OpenAI Details Low Latency Voice AI Architecture at Scale
OpenAI’s engineering team published a deep technical post detailing how they rebuilt their real-time voice AI infrastructure to support low-latency voice interactions for over 900 million weekly active users.
The core challenge: the conventional WebRTC model assigns one UDP port per session, which scales poorly in Kubernetes environments. Large port ranges are difficult to secure, load balance, and maintain as pods are added and rescheduled. OpenAI also needed stable session ownership for stateful ICE and DTLS handshakes, plus global routing that keeps first-hop latency low.
The solution is a Relay + Transceiver split architecture. The Relay is a lightweight UDP forwarding layer written in Go that parses only the STUN header’s ICE ufrag field for routing hints, then forwards packets to the owning Transceiver. The Transceiver is the actual WebRTC endpoint: it owns ICE connectivity checks, DTLS handshakes, SRTP encryption keys, and the full session lifecycle.
The elegance of this design is that the Relay does exactly one thing — route the first packet using a protocol-native routing hook. Subsequent DTLS, RTP, and RTCP packets flow within the established session without further parsing. Relay state is ephemeral and disposable; if a Relay restarts, the next STUN packet rebuilds the session. This makes the Relay horizontally scalable with minimal operational overhead.

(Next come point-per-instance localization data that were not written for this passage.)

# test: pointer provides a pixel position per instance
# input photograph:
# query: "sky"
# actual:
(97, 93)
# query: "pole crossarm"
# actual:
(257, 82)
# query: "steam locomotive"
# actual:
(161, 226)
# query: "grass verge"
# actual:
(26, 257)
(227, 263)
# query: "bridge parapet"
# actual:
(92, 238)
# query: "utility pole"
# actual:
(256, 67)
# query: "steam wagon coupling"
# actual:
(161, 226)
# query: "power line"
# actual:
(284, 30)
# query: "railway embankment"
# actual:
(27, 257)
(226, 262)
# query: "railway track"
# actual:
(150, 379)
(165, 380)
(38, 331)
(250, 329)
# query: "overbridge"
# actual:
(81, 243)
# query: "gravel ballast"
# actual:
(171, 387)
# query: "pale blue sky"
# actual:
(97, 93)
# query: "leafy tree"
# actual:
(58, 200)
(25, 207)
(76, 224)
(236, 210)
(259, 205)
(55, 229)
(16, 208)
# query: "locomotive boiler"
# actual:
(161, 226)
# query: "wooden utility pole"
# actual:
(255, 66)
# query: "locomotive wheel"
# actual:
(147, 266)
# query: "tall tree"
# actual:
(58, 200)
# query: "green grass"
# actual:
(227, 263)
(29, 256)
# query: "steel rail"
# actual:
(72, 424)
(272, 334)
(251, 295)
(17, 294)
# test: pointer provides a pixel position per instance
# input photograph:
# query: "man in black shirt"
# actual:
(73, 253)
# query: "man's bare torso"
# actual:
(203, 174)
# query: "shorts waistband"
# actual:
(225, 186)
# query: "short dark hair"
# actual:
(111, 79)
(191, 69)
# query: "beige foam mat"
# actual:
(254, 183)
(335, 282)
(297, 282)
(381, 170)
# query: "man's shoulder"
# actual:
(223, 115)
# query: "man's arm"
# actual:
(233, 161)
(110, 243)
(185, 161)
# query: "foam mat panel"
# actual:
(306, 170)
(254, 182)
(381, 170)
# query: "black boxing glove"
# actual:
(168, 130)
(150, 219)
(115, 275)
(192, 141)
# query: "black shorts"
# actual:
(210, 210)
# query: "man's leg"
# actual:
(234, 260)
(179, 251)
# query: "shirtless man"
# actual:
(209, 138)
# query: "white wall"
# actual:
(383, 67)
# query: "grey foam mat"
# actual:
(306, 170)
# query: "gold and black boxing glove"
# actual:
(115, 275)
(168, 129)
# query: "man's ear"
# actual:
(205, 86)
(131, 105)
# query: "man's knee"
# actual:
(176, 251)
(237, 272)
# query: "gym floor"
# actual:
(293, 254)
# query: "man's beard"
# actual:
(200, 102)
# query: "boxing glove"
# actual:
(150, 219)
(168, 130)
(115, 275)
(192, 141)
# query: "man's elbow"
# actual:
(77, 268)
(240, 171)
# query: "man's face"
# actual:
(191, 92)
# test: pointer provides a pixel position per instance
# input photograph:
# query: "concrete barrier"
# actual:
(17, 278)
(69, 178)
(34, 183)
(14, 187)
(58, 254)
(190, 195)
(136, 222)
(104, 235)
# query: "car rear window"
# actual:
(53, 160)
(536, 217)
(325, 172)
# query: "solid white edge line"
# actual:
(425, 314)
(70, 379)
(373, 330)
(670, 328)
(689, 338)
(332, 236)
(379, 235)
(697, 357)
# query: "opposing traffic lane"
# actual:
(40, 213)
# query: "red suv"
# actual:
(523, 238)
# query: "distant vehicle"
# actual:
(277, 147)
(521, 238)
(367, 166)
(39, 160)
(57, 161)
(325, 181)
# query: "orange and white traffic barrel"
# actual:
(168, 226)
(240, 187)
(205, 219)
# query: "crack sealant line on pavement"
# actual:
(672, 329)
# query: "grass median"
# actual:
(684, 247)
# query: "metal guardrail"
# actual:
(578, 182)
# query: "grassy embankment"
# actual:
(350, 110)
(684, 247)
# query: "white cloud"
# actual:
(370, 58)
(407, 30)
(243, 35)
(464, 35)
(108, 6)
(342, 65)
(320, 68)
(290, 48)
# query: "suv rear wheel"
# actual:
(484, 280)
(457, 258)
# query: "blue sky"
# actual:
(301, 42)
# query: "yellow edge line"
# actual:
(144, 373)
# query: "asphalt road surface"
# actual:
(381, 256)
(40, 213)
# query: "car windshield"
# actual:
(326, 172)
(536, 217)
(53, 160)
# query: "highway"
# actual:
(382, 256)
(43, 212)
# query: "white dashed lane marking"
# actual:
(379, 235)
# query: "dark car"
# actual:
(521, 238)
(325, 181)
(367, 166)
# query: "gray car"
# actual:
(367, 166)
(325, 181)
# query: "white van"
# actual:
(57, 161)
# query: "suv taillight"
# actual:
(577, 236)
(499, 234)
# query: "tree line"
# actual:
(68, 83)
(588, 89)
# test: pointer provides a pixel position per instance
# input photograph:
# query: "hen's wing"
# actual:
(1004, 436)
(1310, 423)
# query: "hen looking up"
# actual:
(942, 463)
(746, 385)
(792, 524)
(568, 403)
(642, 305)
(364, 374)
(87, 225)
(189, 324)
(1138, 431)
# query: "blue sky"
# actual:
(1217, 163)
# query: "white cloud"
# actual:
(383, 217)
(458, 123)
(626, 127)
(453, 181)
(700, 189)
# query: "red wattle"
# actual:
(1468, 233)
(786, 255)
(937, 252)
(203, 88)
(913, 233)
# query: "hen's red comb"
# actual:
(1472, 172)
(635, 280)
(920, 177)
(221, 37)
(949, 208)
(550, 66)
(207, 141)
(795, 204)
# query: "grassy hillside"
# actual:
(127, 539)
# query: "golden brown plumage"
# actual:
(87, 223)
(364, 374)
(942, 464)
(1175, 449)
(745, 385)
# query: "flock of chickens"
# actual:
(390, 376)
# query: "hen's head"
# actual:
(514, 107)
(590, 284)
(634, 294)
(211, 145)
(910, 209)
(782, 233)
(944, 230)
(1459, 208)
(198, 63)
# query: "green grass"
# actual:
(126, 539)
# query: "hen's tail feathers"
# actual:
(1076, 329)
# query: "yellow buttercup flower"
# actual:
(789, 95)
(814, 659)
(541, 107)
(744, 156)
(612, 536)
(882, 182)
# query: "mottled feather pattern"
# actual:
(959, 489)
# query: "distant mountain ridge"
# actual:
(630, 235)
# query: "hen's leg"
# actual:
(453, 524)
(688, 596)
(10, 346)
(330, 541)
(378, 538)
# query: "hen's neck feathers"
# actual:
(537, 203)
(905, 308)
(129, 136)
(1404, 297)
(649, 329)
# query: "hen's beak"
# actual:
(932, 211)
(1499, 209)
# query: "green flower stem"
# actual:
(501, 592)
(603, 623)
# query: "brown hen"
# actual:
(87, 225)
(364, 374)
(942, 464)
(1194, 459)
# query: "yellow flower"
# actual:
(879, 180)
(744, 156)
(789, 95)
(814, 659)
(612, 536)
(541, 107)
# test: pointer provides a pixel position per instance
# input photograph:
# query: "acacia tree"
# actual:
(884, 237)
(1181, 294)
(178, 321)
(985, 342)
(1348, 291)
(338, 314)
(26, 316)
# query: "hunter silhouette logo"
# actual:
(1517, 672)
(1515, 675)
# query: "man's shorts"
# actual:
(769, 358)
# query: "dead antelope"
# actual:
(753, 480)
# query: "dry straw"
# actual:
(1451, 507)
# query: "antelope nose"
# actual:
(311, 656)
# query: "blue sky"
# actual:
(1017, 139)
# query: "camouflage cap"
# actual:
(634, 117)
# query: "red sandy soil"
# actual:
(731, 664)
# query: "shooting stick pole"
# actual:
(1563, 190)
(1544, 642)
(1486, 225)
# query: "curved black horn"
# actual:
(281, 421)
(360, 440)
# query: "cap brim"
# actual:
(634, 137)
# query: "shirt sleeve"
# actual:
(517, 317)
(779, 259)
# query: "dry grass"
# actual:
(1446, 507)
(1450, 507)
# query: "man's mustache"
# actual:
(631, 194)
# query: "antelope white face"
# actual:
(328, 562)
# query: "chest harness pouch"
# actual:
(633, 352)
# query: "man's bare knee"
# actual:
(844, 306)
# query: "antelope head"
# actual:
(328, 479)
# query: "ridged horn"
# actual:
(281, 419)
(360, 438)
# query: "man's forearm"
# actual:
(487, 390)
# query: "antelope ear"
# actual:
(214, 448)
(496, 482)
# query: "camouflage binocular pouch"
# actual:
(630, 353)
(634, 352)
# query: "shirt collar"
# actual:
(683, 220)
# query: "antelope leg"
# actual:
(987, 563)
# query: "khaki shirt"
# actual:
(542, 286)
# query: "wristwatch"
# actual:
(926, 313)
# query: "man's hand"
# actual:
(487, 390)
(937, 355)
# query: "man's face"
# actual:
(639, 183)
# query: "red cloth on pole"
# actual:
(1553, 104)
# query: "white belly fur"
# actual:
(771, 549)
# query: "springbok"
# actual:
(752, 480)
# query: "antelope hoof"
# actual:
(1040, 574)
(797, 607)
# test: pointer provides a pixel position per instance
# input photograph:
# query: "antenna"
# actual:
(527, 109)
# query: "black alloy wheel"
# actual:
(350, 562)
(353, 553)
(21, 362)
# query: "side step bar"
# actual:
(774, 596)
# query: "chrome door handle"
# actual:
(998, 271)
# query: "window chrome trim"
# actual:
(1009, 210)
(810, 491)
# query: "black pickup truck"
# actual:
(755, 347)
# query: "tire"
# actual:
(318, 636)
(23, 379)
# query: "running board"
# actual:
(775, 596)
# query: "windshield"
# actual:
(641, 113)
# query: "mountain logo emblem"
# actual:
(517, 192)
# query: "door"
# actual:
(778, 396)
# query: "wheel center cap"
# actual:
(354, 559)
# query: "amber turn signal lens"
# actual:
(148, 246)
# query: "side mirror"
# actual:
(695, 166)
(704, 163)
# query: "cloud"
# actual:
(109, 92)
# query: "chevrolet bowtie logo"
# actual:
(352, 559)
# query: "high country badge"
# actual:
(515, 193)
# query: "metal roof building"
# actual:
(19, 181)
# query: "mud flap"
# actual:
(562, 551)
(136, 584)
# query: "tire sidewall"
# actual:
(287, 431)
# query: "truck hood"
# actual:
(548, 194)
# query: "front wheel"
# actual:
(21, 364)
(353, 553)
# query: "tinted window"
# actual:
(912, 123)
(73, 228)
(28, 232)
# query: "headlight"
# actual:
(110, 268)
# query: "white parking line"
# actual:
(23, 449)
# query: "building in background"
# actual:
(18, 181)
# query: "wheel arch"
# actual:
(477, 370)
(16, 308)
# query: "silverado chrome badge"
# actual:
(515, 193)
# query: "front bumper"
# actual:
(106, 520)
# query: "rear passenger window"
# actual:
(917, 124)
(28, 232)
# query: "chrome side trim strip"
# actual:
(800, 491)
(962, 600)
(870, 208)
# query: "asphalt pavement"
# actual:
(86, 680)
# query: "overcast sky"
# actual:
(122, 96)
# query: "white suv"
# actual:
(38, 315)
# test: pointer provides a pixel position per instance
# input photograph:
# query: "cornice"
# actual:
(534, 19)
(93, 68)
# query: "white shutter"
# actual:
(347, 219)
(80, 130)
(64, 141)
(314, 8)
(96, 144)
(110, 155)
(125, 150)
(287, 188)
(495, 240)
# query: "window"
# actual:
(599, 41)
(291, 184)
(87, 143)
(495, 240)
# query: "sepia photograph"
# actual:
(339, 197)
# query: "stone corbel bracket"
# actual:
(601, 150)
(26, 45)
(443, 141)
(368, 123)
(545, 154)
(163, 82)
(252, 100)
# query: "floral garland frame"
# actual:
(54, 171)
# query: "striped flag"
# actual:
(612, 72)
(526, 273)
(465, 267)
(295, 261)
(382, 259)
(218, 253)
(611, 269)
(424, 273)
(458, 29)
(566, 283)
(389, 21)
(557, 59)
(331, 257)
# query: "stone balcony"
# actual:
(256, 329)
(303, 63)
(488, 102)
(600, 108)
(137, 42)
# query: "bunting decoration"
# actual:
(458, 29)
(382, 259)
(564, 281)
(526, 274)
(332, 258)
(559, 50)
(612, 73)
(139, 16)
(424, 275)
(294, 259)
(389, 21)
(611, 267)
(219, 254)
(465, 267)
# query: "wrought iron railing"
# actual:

OpenAI also deployed Global Relay, a fleet of geographically distributed relay ingress points served through Cloudflare’s geo and proximity steering. Clients connect to a single stable virtual IP and port, while Global Relay routes media to the nearest transceiver cluster. This dramatically reduces first-hop latency for users worldwide.
On the implementation side, the Relay uses SO_REUSEPORT to share a single UDP port across multiple workers on the same machine, pins goroutines to OS threads with runtime.LockOSThread for better cache locality, and pre-allocates buffers to minimize garbage collection pressure. These optimizations let the Relay handle global real-time media traffic with a relatively small footprint, without requiring kernel-bypass frameworks.
The post is co-authored by Justin Uberti (original WebRTC architect) and Sean DuBois (creator of the Pion WebRTC library), both now at OpenAI, giving it unique depth in both protocol design and production engineering. For any team building real-time AI voice products, this is essential reading on how to scale voice infrastructure.